AMD Infinity Fabric coherent interconnect linking EPYC CPUs in a two-socket system
Dedicated security hardware

Please visit the AMD EPYC landing page for more details.

*View at TechPowerUp Main Site*


----------



## Thimblewad (Jun 20, 2017)

I'm never gonna buy this, but this hype. Cool.


----------



## RejZoR (Jun 20, 2017)

It's really charming to see AMD just throwing punches like there is no tomorrow. If they could only do the same for GPU's. That would be sweet for everyone. For AMD and us, the consumers. But doing great on CPU segment is also nice start I think.


----------



## Thimblewad (Jun 20, 2017)

RejZoR said:


> It's really charming to see AMD just throwing punches like there is no tomorrow. If they could only do the same for GPU's. That would be sweet for everyone. For AMD and us, the consumers. But doing great on CPU segment is also nice start I think.



Well, some news around Vega seems to be there. I'll see what they have to offer when dust settles down after release etc. Not worrying about it really.


----------



## RejZoR (Jun 20, 2017)

I'm not worrying either, but I'm hoping it'll work out great for AMD. They really need to break NVIDIA's dominance.


----------



## Thimblewad (Jun 21, 2017)

The hype before buying a new rig is real, huh?

They seem to be doing okay for now, hopefully they stabilize their position on the market and make some new awesome parts.

EDIT:


----------



## Prima.Vera (Jun 21, 2017)

RejZoR said:


> It's really charming to see AMD just throwing punches like there is no tomorrow. If they could only do the same for GPU's. That would be sweet for everyone. For AMD and us, the consumers. But doing great on CPU segment is also nice start I think.


They are throwing punches alright. Only that the fight is like between a Feather Weight vs. a Heavy Weight...


----------



## Camm (Jun 21, 2017)

Prima.Vera said:


> They are throwing punches alright. Only that the fight is like between a Feather Weight vs. a Heavy Weight...



How so? Serve the Home just did a test of power efficiency on a 2C \ 128 thread platform and it chews under 500w under full load. Thats just insane.


----------



## RejZoR (Jun 21, 2017)

Prima.Vera said:


> They are throwing punches alright. Only that the fight is like between a Feather Weight vs. a Heavy Weight...

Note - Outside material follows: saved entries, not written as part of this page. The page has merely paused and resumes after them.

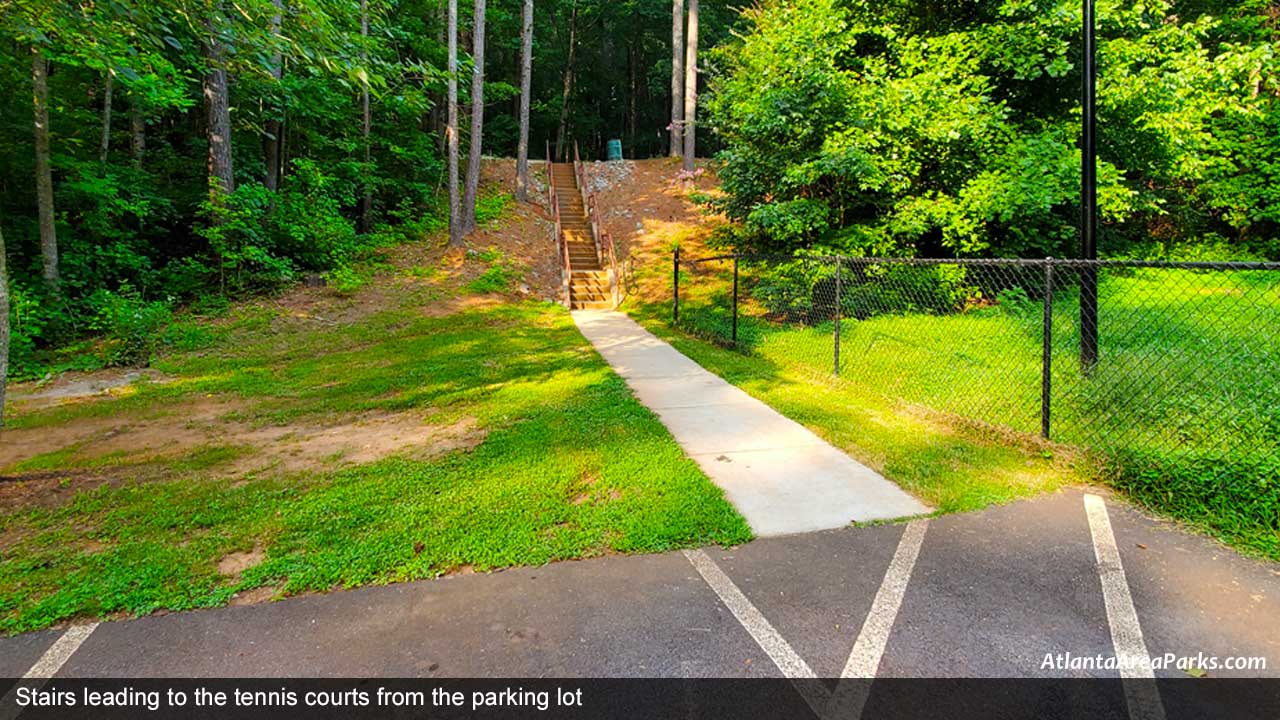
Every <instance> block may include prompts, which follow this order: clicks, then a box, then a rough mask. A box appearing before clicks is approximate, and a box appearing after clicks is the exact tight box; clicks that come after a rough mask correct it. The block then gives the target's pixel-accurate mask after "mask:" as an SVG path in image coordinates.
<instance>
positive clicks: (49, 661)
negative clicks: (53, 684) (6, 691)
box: [0, 623, 97, 720]
mask: <svg viewBox="0 0 1280 720" xmlns="http://www.w3.org/2000/svg"><path fill="white" fill-rule="evenodd" d="M96 629H97V623H90V624H87V625H73V626H70V628H67V632H65V633H63V634H61V635H59V637H58V639H56V641H54V644H51V646H49V650H46V651H45V655H41V656H40V660H37V661H36V664H35V665H32V666H31V670H27V674H26V675H23V676H22V680H18V683H17V684H15V685H14V687H13V688H12V689H10V691H9V692H8V693H6V694H5V696H4V698H0V720H14V719H15V717H18V715H19V714H20V712H22V710H23V708H22V707H19V706H18V697H17V696H18V688H32V687H35V688H41V687H44V685H45V683H46V682H49V679H50V678H52V676H54V675H56V674H58V671H59V670H61V669H63V665H65V664H67V661H68V660H70V657H72V655H76V651H77V650H79V646H82V644H83V643H84V641H87V639H88V637H90V635H92V634H93V630H96Z"/></svg>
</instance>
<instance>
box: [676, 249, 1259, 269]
mask: <svg viewBox="0 0 1280 720" xmlns="http://www.w3.org/2000/svg"><path fill="white" fill-rule="evenodd" d="M724 260H776V261H794V260H823V261H835V260H842V261H849V263H855V264H859V265H975V266H980V265H987V266H1032V268H1043V266H1046V265H1053V266H1059V268H1155V269H1166V270H1280V263H1245V261H1174V260H1079V259H1059V258H1042V259H1029V258H865V256H856V255H781V254H772V255H771V254H750V252H731V254H727V255H710V256H707V258H680V261H681V263H684V264H687V265H696V264H699V263H717V261H724Z"/></svg>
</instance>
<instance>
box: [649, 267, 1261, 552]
mask: <svg viewBox="0 0 1280 720" xmlns="http://www.w3.org/2000/svg"><path fill="white" fill-rule="evenodd" d="M1069 275H1070V272H1068V270H1064V272H1062V273H1061V274H1060V278H1059V283H1061V288H1060V291H1059V293H1057V296H1056V301H1055V304H1053V336H1052V340H1053V343H1052V356H1053V373H1052V387H1053V391H1052V405H1051V409H1052V439H1053V441H1055V442H1057V443H1064V445H1066V446H1073V447H1078V448H1085V450H1087V451H1089V452H1091V454H1092V456H1093V462H1091V466H1092V469H1091V470H1089V471H1088V473H1089V474H1094V475H1096V477H1098V478H1101V479H1105V480H1106V482H1108V483H1111V484H1114V486H1115V487H1117V488H1121V489H1124V491H1126V492H1129V493H1130V495H1132V496H1133V497H1135V498H1137V500H1139V501H1142V502H1143V503H1146V505H1148V506H1149V507H1153V509H1156V510H1160V511H1162V512H1166V514H1170V515H1172V516H1176V518H1180V519H1185V520H1190V521H1193V523H1196V524H1198V525H1199V527H1202V528H1204V529H1207V530H1210V532H1211V533H1213V534H1216V536H1219V537H1221V538H1224V539H1226V541H1229V542H1231V543H1234V544H1238V546H1239V547H1242V548H1245V550H1248V551H1252V552H1260V553H1263V555H1268V556H1271V557H1280V379H1277V378H1280V333H1276V332H1274V328H1277V327H1280V273H1263V272H1236V273H1206V272H1193V270H1164V269H1161V270H1155V269H1115V270H1112V269H1107V270H1103V273H1102V275H1101V278H1100V283H1101V284H1100V323H1098V324H1100V348H1101V354H1100V361H1098V364H1097V365H1096V366H1094V368H1093V370H1092V372H1091V373H1088V374H1084V373H1082V372H1080V363H1079V319H1078V316H1079V296H1078V291H1076V288H1075V287H1074V282H1071V279H1073V278H1070V277H1069ZM730 278H731V274H730V273H728V266H727V264H726V265H724V266H722V268H719V269H709V270H708V272H703V273H698V274H692V273H691V274H689V275H687V277H686V278H685V279H682V282H681V325H682V327H684V328H685V329H686V331H689V332H691V333H694V334H698V336H701V337H709V338H714V340H718V341H721V342H723V340H726V338H727V337H728V334H730V323H731V310H730V307H731V301H730V292H731V291H730V287H731V284H730V283H731V279H730ZM754 282H755V277H754V275H753V272H751V270H748V272H744V278H742V287H744V293H742V297H744V301H742V306H741V316H740V319H739V341H740V342H739V348H740V350H742V351H745V352H746V354H748V355H750V356H751V357H753V359H756V360H759V361H760V363H763V364H764V365H767V366H773V368H786V369H803V370H808V373H809V377H810V380H809V382H827V380H826V378H827V377H829V375H831V373H832V369H833V350H835V347H833V331H835V327H833V323H832V322H831V320H829V319H828V320H827V322H824V323H823V322H819V323H817V324H813V325H805V324H803V323H801V322H790V323H782V322H777V319H776V318H771V316H768V315H767V314H765V313H764V311H763V307H760V305H759V304H758V302H754V301H753V299H751V287H753V283H754ZM863 290H868V288H863ZM891 290H892V288H891ZM801 300H803V301H804V302H808V297H803V299H801ZM664 311H666V310H663V313H664ZM655 313H658V311H655ZM655 316H657V315H655ZM1042 319H1043V306H1042V304H1041V302H1039V301H1033V300H1029V299H1025V297H1024V299H1023V300H1021V301H1020V302H1014V301H1009V302H998V304H991V305H987V306H978V307H974V309H970V310H968V311H964V313H951V314H929V313H918V311H916V313H911V311H900V310H899V311H892V313H884V314H876V315H870V316H865V318H863V319H855V318H845V319H844V320H842V323H841V380H840V382H838V383H836V384H835V386H832V387H838V388H840V389H838V391H836V389H831V388H824V389H823V392H822V395H820V396H817V397H814V398H813V400H810V401H808V404H806V402H797V404H791V405H790V411H788V410H785V409H783V407H781V406H780V410H783V411H788V414H792V416H796V419H800V418H799V416H797V414H804V415H805V416H808V418H809V419H810V420H812V421H813V423H814V424H817V425H819V427H828V428H829V432H832V433H841V432H845V429H842V425H844V424H845V423H846V421H849V418H847V411H845V410H841V409H840V407H837V406H836V405H840V404H841V402H844V400H835V398H836V397H841V396H842V395H844V396H845V397H849V396H847V393H852V395H855V396H858V398H856V402H859V404H865V405H867V406H868V407H877V406H882V405H883V402H884V401H886V398H887V400H888V401H905V402H906V404H909V405H915V406H922V407H927V409H929V410H933V411H940V413H945V414H954V415H956V416H959V418H965V419H970V420H978V421H979V423H986V424H991V425H996V427H1001V428H1007V429H1011V430H1014V432H1015V433H1020V434H1021V436H1024V437H1027V438H1034V437H1036V436H1038V434H1039V428H1041V377H1042V372H1041V368H1042V365H1041V363H1042V332H1043V329H1042V328H1043V325H1042ZM814 378H823V379H820V380H815V379H814ZM828 384H831V383H828ZM774 392H776V391H774ZM828 393H835V395H833V397H832V398H828V397H827V395H828ZM801 395H803V393H801ZM877 397H878V398H879V400H877ZM850 400H851V398H850ZM810 406H812V407H814V410H810ZM824 418H828V419H824ZM902 421H904V423H908V424H909V423H910V421H909V420H902ZM904 439H910V437H909V436H908V437H906V438H904ZM855 445H856V443H855ZM873 445H874V443H873ZM892 445H893V446H895V447H896V446H897V443H896V442H895V443H892ZM873 452H874V451H873ZM891 477H892V474H891ZM895 479H899V480H900V482H904V480H902V479H901V478H895ZM905 484H906V486H908V487H911V480H906V482H905Z"/></svg>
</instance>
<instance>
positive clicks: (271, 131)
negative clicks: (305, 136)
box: [262, 0, 284, 192]
mask: <svg viewBox="0 0 1280 720" xmlns="http://www.w3.org/2000/svg"><path fill="white" fill-rule="evenodd" d="M271 4H273V5H274V6H275V14H273V15H271V28H270V29H271V40H273V41H275V42H279V37H280V27H282V26H283V24H284V0H271ZM283 78H284V55H283V54H282V53H280V50H279V47H275V50H274V53H271V79H274V81H275V82H276V83H279V82H280V81H282V79H283ZM276 92H279V88H276ZM279 111H280V109H279V108H271V117H270V118H268V120H266V136H265V137H264V138H262V145H264V147H262V155H264V160H265V164H266V173H265V176H264V178H262V184H265V186H266V188H268V190H270V191H271V192H275V191H276V190H279V187H280V142H282V141H283V131H284V128H283V123H282V122H280V118H279Z"/></svg>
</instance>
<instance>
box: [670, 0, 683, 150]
mask: <svg viewBox="0 0 1280 720" xmlns="http://www.w3.org/2000/svg"><path fill="white" fill-rule="evenodd" d="M684 122H685V0H671V156H672V158H680V155H681V150H682V149H684V128H682V126H684Z"/></svg>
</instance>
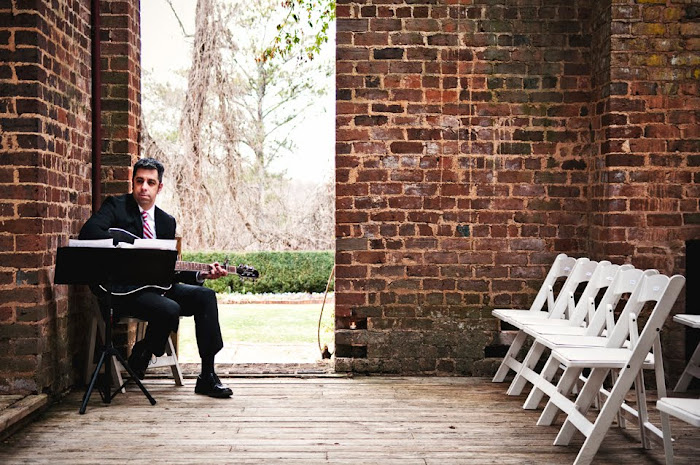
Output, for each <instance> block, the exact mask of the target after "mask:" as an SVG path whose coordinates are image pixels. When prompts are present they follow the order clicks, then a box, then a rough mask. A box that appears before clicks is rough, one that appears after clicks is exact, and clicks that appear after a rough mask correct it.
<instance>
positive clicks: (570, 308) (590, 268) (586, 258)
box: [549, 258, 599, 318]
mask: <svg viewBox="0 0 700 465" xmlns="http://www.w3.org/2000/svg"><path fill="white" fill-rule="evenodd" d="M598 264H599V263H598V262H596V261H593V260H589V259H587V258H579V259H577V260H576V264H575V265H574V267H573V269H572V270H571V273H570V274H569V277H568V278H566V281H564V284H563V285H562V287H561V290H560V291H559V294H557V298H556V300H555V301H554V308H553V309H551V312H550V315H549V317H550V318H566V317H568V316H569V315H568V311H569V310H571V311H573V307H572V308H569V307H571V305H570V302H572V301H573V295H574V294H575V293H576V290H577V289H578V287H579V286H580V285H581V284H582V283H588V282H589V281H590V280H591V278H592V277H593V274H594V273H595V270H596V268H598Z"/></svg>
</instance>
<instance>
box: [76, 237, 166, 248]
mask: <svg viewBox="0 0 700 465" xmlns="http://www.w3.org/2000/svg"><path fill="white" fill-rule="evenodd" d="M68 247H90V248H97V249H112V248H114V247H115V246H114V241H113V240H112V239H68ZM116 247H118V248H120V249H156V250H177V240H175V239H134V243H133V244H129V243H128V242H119V243H117V245H116Z"/></svg>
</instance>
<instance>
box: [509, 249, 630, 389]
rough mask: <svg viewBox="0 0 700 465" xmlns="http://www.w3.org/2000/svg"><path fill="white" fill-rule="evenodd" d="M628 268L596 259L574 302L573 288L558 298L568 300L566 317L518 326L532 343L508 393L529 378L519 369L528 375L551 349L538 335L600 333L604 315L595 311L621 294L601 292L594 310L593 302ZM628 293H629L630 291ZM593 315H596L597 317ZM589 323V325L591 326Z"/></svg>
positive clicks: (602, 343)
mask: <svg viewBox="0 0 700 465" xmlns="http://www.w3.org/2000/svg"><path fill="white" fill-rule="evenodd" d="M592 263H595V262H589V263H588V266H590V264H592ZM628 269H633V267H632V265H622V266H620V265H613V264H612V263H610V262H608V261H601V262H599V263H598V265H597V266H596V267H595V270H594V271H593V274H592V276H591V278H590V280H589V281H588V284H587V285H586V287H585V289H584V290H583V292H582V293H581V296H580V298H579V301H578V303H574V293H573V291H570V290H569V291H567V292H568V294H567V295H565V296H562V297H561V298H562V299H563V298H564V297H565V298H566V299H567V301H568V302H567V306H568V307H569V315H570V317H569V318H568V319H558V318H549V319H546V320H544V321H538V322H537V323H536V324H528V323H525V324H523V325H521V327H520V329H521V330H522V331H524V332H525V333H526V334H527V335H528V336H531V337H534V338H535V342H534V343H533V344H532V346H530V349H529V351H528V353H527V355H526V356H525V358H524V359H523V362H522V364H521V367H520V370H518V373H517V374H516V375H515V378H514V379H513V381H512V382H511V385H510V387H509V388H508V391H507V392H508V395H519V394H520V393H521V392H522V390H523V388H524V387H525V384H526V380H528V379H529V377H524V376H523V371H524V370H525V369H527V371H528V374H532V373H533V370H534V368H535V366H536V364H537V363H538V361H539V360H540V358H541V356H542V354H543V353H544V350H545V348H547V347H548V348H550V349H551V347H549V345H548V344H546V343H542V342H538V338H541V337H542V336H543V335H546V334H552V335H559V336H560V337H562V338H567V339H568V338H570V337H576V336H578V337H583V336H585V335H591V336H592V335H595V336H598V335H600V334H601V330H602V324H603V323H605V319H604V316H601V315H599V312H602V313H604V311H603V310H602V309H601V307H607V305H606V304H609V303H614V304H615V305H616V304H617V300H619V298H620V296H621V294H617V297H616V299H615V298H614V297H613V296H612V293H607V292H606V294H607V295H606V294H604V295H603V298H602V299H601V302H602V303H603V305H599V306H598V307H597V309H596V304H595V301H596V299H597V298H598V296H599V294H600V293H601V292H604V290H605V289H609V288H610V285H611V284H613V283H615V278H616V277H617V276H618V275H619V272H620V270H622V271H625V270H628ZM639 273H641V272H639ZM629 292H631V290H630V291H629ZM596 315H597V317H598V318H597V319H596ZM591 324H592V325H593V326H591ZM584 345H585V344H584ZM593 345H605V341H604V340H603V341H600V342H593Z"/></svg>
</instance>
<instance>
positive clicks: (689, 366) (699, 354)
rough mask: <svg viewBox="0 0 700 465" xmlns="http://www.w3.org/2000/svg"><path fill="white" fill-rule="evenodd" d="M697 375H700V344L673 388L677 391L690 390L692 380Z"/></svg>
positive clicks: (675, 391) (685, 367)
mask: <svg viewBox="0 0 700 465" xmlns="http://www.w3.org/2000/svg"><path fill="white" fill-rule="evenodd" d="M696 377H700V344H698V346H697V347H696V348H695V352H693V355H692V356H691V357H690V361H689V362H688V365H686V367H685V369H684V370H683V374H682V375H681V377H680V378H679V379H678V382H677V383H676V387H674V388H673V390H674V391H675V392H685V391H686V390H688V386H690V382H691V381H692V380H693V378H696Z"/></svg>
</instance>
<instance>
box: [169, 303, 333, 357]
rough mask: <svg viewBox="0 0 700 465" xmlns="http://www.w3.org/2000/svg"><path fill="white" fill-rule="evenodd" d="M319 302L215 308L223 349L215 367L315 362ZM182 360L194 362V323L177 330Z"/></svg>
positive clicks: (219, 307)
mask: <svg viewBox="0 0 700 465" xmlns="http://www.w3.org/2000/svg"><path fill="white" fill-rule="evenodd" d="M320 312H321V304H320V303H314V304H279V303H271V304H219V322H220V324H221V332H222V334H223V337H224V349H223V350H222V351H221V352H220V353H219V354H218V355H217V357H216V362H217V363H310V362H314V361H316V360H320V358H321V355H320V351H319V349H318V342H317V328H318V318H319V314H320ZM333 314H334V307H333V303H332V302H331V303H330V304H329V303H328V302H326V305H325V307H324V309H323V319H322V321H321V346H322V347H323V345H324V344H327V345H328V346H329V348H330V350H331V351H333ZM178 333H179V335H178V340H179V351H178V352H179V358H180V361H181V362H185V363H186V362H199V355H198V353H197V344H196V340H195V334H194V319H193V318H182V319H181V320H180V329H179V331H178Z"/></svg>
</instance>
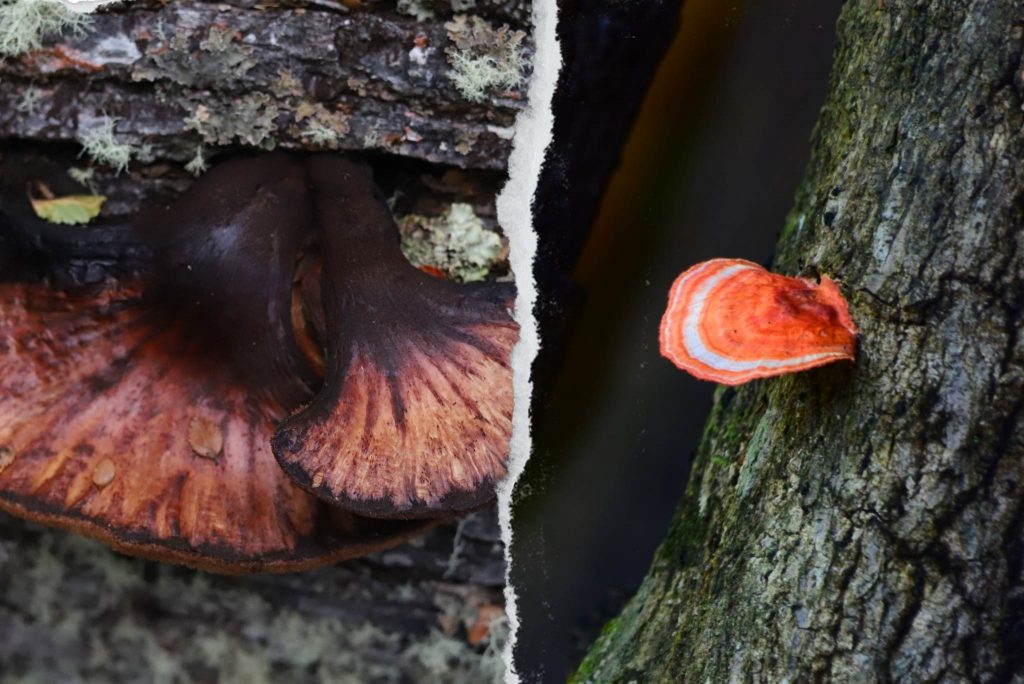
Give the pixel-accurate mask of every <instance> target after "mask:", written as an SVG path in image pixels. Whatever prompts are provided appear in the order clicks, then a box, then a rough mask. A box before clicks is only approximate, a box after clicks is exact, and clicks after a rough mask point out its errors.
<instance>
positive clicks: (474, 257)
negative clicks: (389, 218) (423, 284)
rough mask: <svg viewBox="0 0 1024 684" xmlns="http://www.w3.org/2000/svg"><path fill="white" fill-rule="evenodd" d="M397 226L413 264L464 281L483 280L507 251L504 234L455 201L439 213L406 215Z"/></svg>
mask: <svg viewBox="0 0 1024 684" xmlns="http://www.w3.org/2000/svg"><path fill="white" fill-rule="evenodd" d="M398 228H399V230H400V231H401V250H402V252H403V253H404V254H406V257H407V258H408V259H409V260H410V262H411V263H412V264H413V265H414V266H433V267H436V268H440V269H441V270H443V271H444V272H445V273H446V274H447V275H449V276H450V277H451V279H452V280H455V281H459V282H463V283H470V282H473V281H482V280H483V279H484V277H486V275H487V273H488V272H489V271H490V268H492V267H493V266H494V265H495V264H496V263H498V262H499V261H500V260H501V256H502V255H503V253H504V252H505V246H504V244H503V243H502V239H501V236H499V234H498V233H497V232H495V231H493V230H488V229H487V228H486V227H485V226H484V225H483V222H482V221H481V220H480V218H479V217H478V216H477V215H476V213H475V212H474V211H473V208H472V207H471V206H470V205H468V204H461V203H456V204H453V205H452V206H451V207H449V209H447V211H446V212H444V213H443V214H441V215H440V216H420V215H417V214H411V215H408V216H403V217H401V218H399V219H398Z"/></svg>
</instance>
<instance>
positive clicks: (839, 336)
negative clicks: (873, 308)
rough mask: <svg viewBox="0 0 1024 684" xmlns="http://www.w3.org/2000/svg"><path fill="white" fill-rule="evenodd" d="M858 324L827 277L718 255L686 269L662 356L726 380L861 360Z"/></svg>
mask: <svg viewBox="0 0 1024 684" xmlns="http://www.w3.org/2000/svg"><path fill="white" fill-rule="evenodd" d="M856 335H857V329H856V328H855V327H854V325H853V320H852V319H851V317H850V311H849V308H848V307H847V304H846V300H845V299H843V295H842V294H841V293H840V291H839V288H838V287H837V286H836V284H835V283H833V281H830V280H829V279H828V277H827V276H822V277H821V282H820V283H815V282H814V281H811V280H808V279H803V277H790V276H786V275H778V274H776V273H770V272H768V271H767V270H765V269H764V268H763V267H762V266H759V265H758V264H756V263H752V262H750V261H744V260H742V259H712V260H711V261H705V262H702V263H698V264H696V265H695V266H692V267H690V268H689V269H687V270H686V271H685V272H683V273H682V274H681V275H680V276H679V277H678V279H676V282H675V283H674V284H673V286H672V290H671V291H670V292H669V307H668V309H667V310H666V312H665V315H664V316H663V318H662V330H660V346H662V354H663V355H664V356H666V357H667V358H669V359H670V360H671V361H672V362H673V364H675V365H676V366H678V367H679V368H681V369H683V370H684V371H686V372H687V373H689V374H691V375H693V376H695V377H697V378H700V379H701V380H710V381H712V382H718V383H722V384H724V385H738V384H741V383H744V382H748V381H750V380H754V379H757V378H767V377H770V376H776V375H782V374H785V373H796V372H797V371H804V370H807V369H811V368H815V367H817V366H823V365H825V364H831V362H833V361H837V360H853V358H854V349H855V345H856Z"/></svg>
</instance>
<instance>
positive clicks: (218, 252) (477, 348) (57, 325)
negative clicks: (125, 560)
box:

It's the dumb "uh oh Ryzen is not for gamers" mega panic that's doing them problems. Reality is, Any R7 1800X will perform as good as 7700K and it'll also last longer than 7700K. 1800X are great now and it'll be great later. 7700K is just great now... The EPYC and Threadripper are in class of its own. They are more power efficient, cheaper and also provide far more PCIe lanes. Intel maxing out at only 44 lanes is like a really bad joke compared to 64 with AMD...


----------



## Frick (Jun 21, 2017)

Camm said:


> How so? Serve the Home just did a test of power efficiency on a 2C \ 128 thread platform and it chews under 500w under full load. Thats just insane.



For the interested, here's the article in queation:

https://www.servethehome.com/amd-epyc-7601-dual-socket-early-power-consumption-observations/


----------



## xorbe (Jun 21, 2017)

Camm said:


> How so? Serve the Home just did a test of power efficiency on a 2C \ 128 thread platform and it chews under 500w under full load. Thats just insane.



And the fine article states that was the absolute peak w/AVX2 workload.


----------